Kevin Braniff

Personal information
- Full name: Kevin Robert Braniff
- Date of birth: 4 March 1983 (age 42)
- Place of birth: Belfast, Northern Ireland
- Height: 5 ft 11 in (1.80 m)
- Position(s): Striker/Midfielder

Team information
- Current team: St James Swifts

Youth career
- 000?–2000: Millwall

Senior career*
- Years: Team / Apps / (Gls)
- 2000–2006: Millwall / 55 / (5)
- 2004: → Rushden & Diamonds (loan) / 12 / (3)
- 2004–2005: → Canvey Island (loan) / 4 / (1)
- 2006–2014: Portadown / 204 / (81)
- 2014: Port Melbourne Sharks / 8 / (4)
- 2014–2017: Glenavon / 70 / (26)
- 2017–2018: Ballymena United / 27 / (5)
- 2018–2019: Portadown
- 2019: Lisburn Distillery / 5 / (2)
- 2020–: St James Swifts

International career^{‡}
- 2002–2005: Northern Ireland U21 / 11 / (1)
- 2004: Northern Ireland U23 / 1 / (0)
- 2010: Northern Ireland / 2 / (0)

= Kevin Braniff =

Northern Irish footballer

Kevin Robert Braniff (born 4 March 1983) is a Northern Irish association football player who currently is playing for St James Swifts. He has been capped by Northern Ireland.

==Career==

===Club career===
He started his career with Millwall. Although he scored on his debut against Brighton & Hove Albion, he never established himself in the Lions' starting XI. He contributed to Millwall's run to the 2004 FA Cup Final; scoring in the third round win over Walsall. He was sent out on loan to Rushden and Diamonds and Canvey Island in the 2004–05 season. His last appearance for Millwall was against Northampton in September, with his last goal coming against Gillingham in August.

He was then snapped up by Northern Irish club, Portadown in December 2006. Even though Portadown were sent down to the Northern Irish Championship, Braniff opted to stay. Braniff helped Portadown gain promotion back to the Northern Ireland Premiership and, in the 2009–10 season, he signed a three-year contract with Portadown in January 2010 after lengthy contract negotiations. During his time at Portadown, Braniff garnered plaudits from local football fans and journalists alike, and was considered to be one of the most technically gifted players of the Irish League's recent times.

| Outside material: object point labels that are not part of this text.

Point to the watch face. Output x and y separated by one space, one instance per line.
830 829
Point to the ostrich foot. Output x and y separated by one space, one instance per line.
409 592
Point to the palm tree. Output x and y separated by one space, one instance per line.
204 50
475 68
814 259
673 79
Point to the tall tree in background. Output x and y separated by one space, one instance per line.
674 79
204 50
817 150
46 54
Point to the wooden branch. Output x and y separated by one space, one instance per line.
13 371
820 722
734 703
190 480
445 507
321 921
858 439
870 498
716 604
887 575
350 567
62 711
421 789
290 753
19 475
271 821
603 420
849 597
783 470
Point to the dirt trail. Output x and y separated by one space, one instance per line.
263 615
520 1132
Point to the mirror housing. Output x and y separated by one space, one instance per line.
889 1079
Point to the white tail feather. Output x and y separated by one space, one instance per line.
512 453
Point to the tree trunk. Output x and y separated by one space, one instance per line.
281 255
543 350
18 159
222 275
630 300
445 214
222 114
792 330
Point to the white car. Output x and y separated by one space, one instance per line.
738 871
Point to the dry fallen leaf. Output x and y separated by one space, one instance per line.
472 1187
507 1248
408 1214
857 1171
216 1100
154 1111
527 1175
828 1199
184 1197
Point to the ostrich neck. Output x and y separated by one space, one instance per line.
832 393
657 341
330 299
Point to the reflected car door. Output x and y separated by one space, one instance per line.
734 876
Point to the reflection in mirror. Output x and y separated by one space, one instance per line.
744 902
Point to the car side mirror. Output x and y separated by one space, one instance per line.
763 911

On 13 November 2013, when Ballymena beat Portadown 4–0, Braniff threw his tracksuit away and was fined. Braniff vowed never to play for Portadown under the management of Ronnie McFall again, and was placed on the transfer list. On 18 January, it was confirmed that he would be going to Melbourne to undergo a trial with Port Melbourne Sharks in the Australian National League. He departed for Australia on 5 February. The trial was successful, though Braniff would ultimately return to Northern Ireland to sign for Portadown's Mid-Ulster Derby rivals, and 2014 Irish Cup winners Glenavon on 12 June 2014. His debut season for the Lurgan Blues was a successful one, with his 18 league goals being instrumental to Glenavon attaining European football for the next season.

Injury was to impact Braniff's 2015–16 season, and the scintillating form of new arrival Daniel Kearns meant that Braniff initially struggled to regain a first team spot. However, a mooted swap deal for Glentoran defender Calum Birney in the January transfer window came to nothing, as Braniff gradually returned to the starting XI. On 1 April, Braniff scored 4 goals in a stunning 4–3 Irish Cup semi-final victory against Crusaders, and again demonstrated his late-season form by scoring the opening goal in an eventual 2–0 win over Linfield in the Irish Cup Final. Two days before the final, Braniff had signed a one-year deal at Glenavon, keeping him at the club until 2017.

January 2017 Braniff signed for Ballymena United, scoring two goals on his debut in the Irish cup. His last minute goal secured a place in the Europa League Play-Offs for the first time in the club's history.

===International career===
He made his full debut for Northern Ireland on 26 May 2010 against Turkey in a friendly.